Leiomyoma vs Leiomyosarcoma — Myometrial Tumors
Leiomyoma (fibroid) is the most common benign pelvic tumor in women.
Provided image
Gross: Well-circumscribed, firm, white, whorled nodules within the myometrium (intramural), projecting into the uterine cavity (submucosal), or beneath the serosa (subserosal). May be multiple. Cut surface: interlacing white bundles with a 'whorled' pattern.
Micro: Uniform spindle cells arranged in intersecting fascicles; no nuclear atypia, few or no mitoses; cells have blunt-ended ('cigar-shaped') nuclei; no necrosis.
Leiomyosarcoma — malignant smooth muscle tumor: de novo, not from leiomyoma.
Gross: Larger, bulky, soft, fleshy, with areas of hemorrhage and necrosis (contrast with the firm, white, dry cut surface of a fibroid).

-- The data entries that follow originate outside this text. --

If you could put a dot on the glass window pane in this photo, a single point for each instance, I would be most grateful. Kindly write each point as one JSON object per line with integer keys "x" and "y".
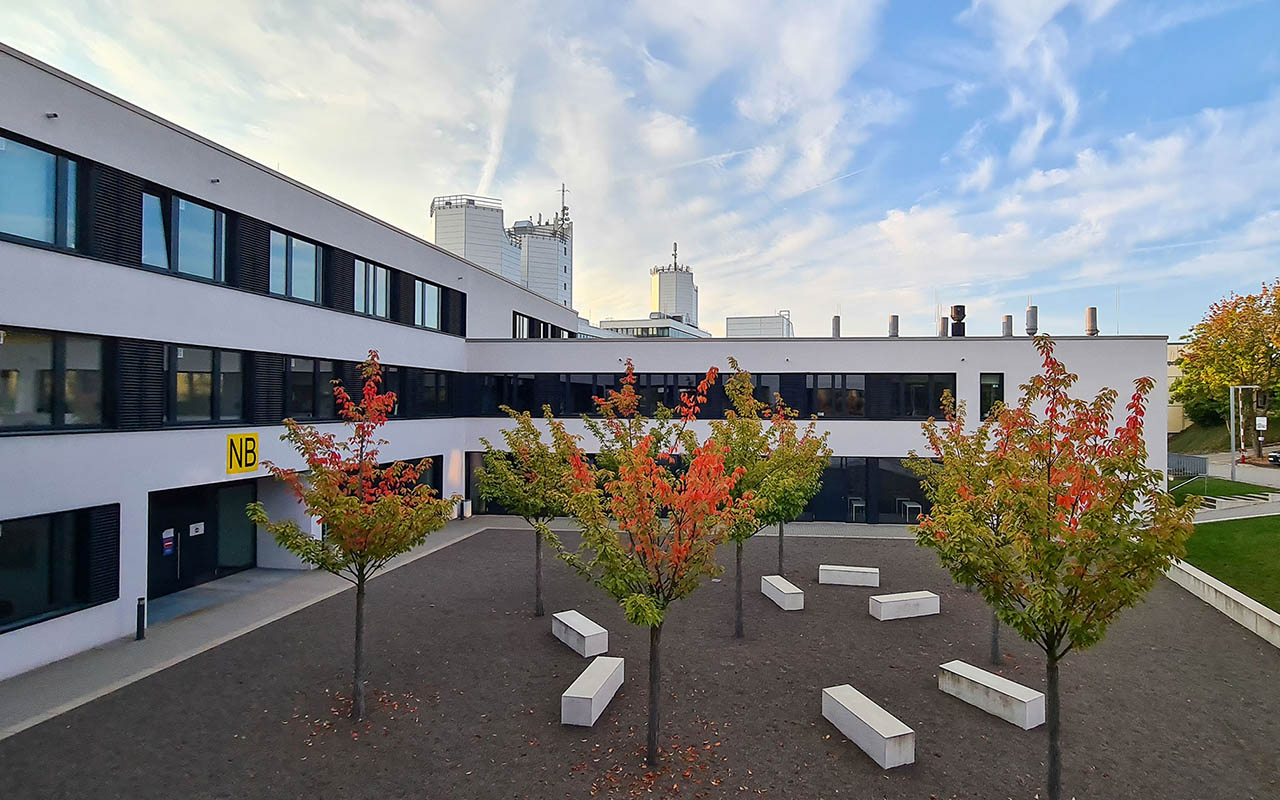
{"x": 83, "y": 382}
{"x": 193, "y": 396}
{"x": 155, "y": 238}
{"x": 28, "y": 187}
{"x": 26, "y": 379}
{"x": 231, "y": 387}
{"x": 195, "y": 240}
{"x": 304, "y": 270}
{"x": 279, "y": 256}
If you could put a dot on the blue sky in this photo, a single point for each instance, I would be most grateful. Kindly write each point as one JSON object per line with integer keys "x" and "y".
{"x": 863, "y": 158}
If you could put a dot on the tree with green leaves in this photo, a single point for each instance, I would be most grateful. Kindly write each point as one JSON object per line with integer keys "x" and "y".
{"x": 370, "y": 513}
{"x": 781, "y": 466}
{"x": 528, "y": 479}
{"x": 1052, "y": 515}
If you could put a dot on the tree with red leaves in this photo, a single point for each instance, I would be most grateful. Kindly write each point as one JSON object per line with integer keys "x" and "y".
{"x": 369, "y": 512}
{"x": 1052, "y": 515}
{"x": 652, "y": 511}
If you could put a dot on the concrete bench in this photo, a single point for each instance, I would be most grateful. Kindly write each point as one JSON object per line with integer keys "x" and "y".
{"x": 904, "y": 604}
{"x": 993, "y": 694}
{"x": 848, "y": 576}
{"x": 782, "y": 592}
{"x": 880, "y": 734}
{"x": 580, "y": 634}
{"x": 585, "y": 699}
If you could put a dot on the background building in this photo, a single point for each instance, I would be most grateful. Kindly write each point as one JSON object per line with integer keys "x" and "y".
{"x": 773, "y": 327}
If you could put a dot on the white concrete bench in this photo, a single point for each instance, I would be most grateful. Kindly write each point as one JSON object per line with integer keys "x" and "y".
{"x": 585, "y": 699}
{"x": 993, "y": 694}
{"x": 584, "y": 636}
{"x": 904, "y": 604}
{"x": 880, "y": 734}
{"x": 848, "y": 576}
{"x": 782, "y": 592}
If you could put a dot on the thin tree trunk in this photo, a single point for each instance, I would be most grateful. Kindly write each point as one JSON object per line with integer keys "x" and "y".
{"x": 1055, "y": 741}
{"x": 780, "y": 548}
{"x": 357, "y": 690}
{"x": 654, "y": 679}
{"x": 538, "y": 574}
{"x": 737, "y": 600}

Micro: The Stanford triad of malignancy — (1) nuclear atypia (pleomorphism, prominent nucleoli), (2) ≥10 mitoses/10 HPF, (3) coagulative tumor cell necrosis. Any two of the three, especially the mitotic count, essentially confirms malignancy.
Leiomyoma vs Leiomyosarcoma on H&E
Gross Comparison: Leiomyoma vs Leiomyosarcoma
Memory rule: Fibroid = firm, white, whorled; Leiomyosarcoma = soft, hemorrhagic, necrotic. If the cut surface looks like 'brain with a bleed' rather than 'white rubber', think sarcoma.
SELF-CHECK
Histological sections of a uterine spindle-cell tumor show: 12 mitoses per 10 HPFs, geographic coagulative necrosis, and moderate nuclear pleomorphism. The most appropriate diagnosis is:
A. Leiomyoma with hyaline degeneration
B. Cellular leiomyoma
C. Leiomyosarcoma
D. Endometrial stromal sarcoma
Reveal Answer
Answer: C. Leiomyosarcoma
The Stanford criteria for leiomyosarcoma require any 2 of: nuclear atypia, ≥10 mitoses/10 HPF, and coagulative tumor cell necrosis. This case has all three: 12 mitoses/10 HPF (exceeds threshold), coagulative necrosis, and moderate pleomorphism — unambiguous leiomyosarcoma. Cellular leiomyoma has increased cellularity but <5 mitoses/10 HPF and no atypia. Endometrial stromal sarcoma arises from the endometrial stroma (not smooth muscle) and has a different immunoprofile (CD10+).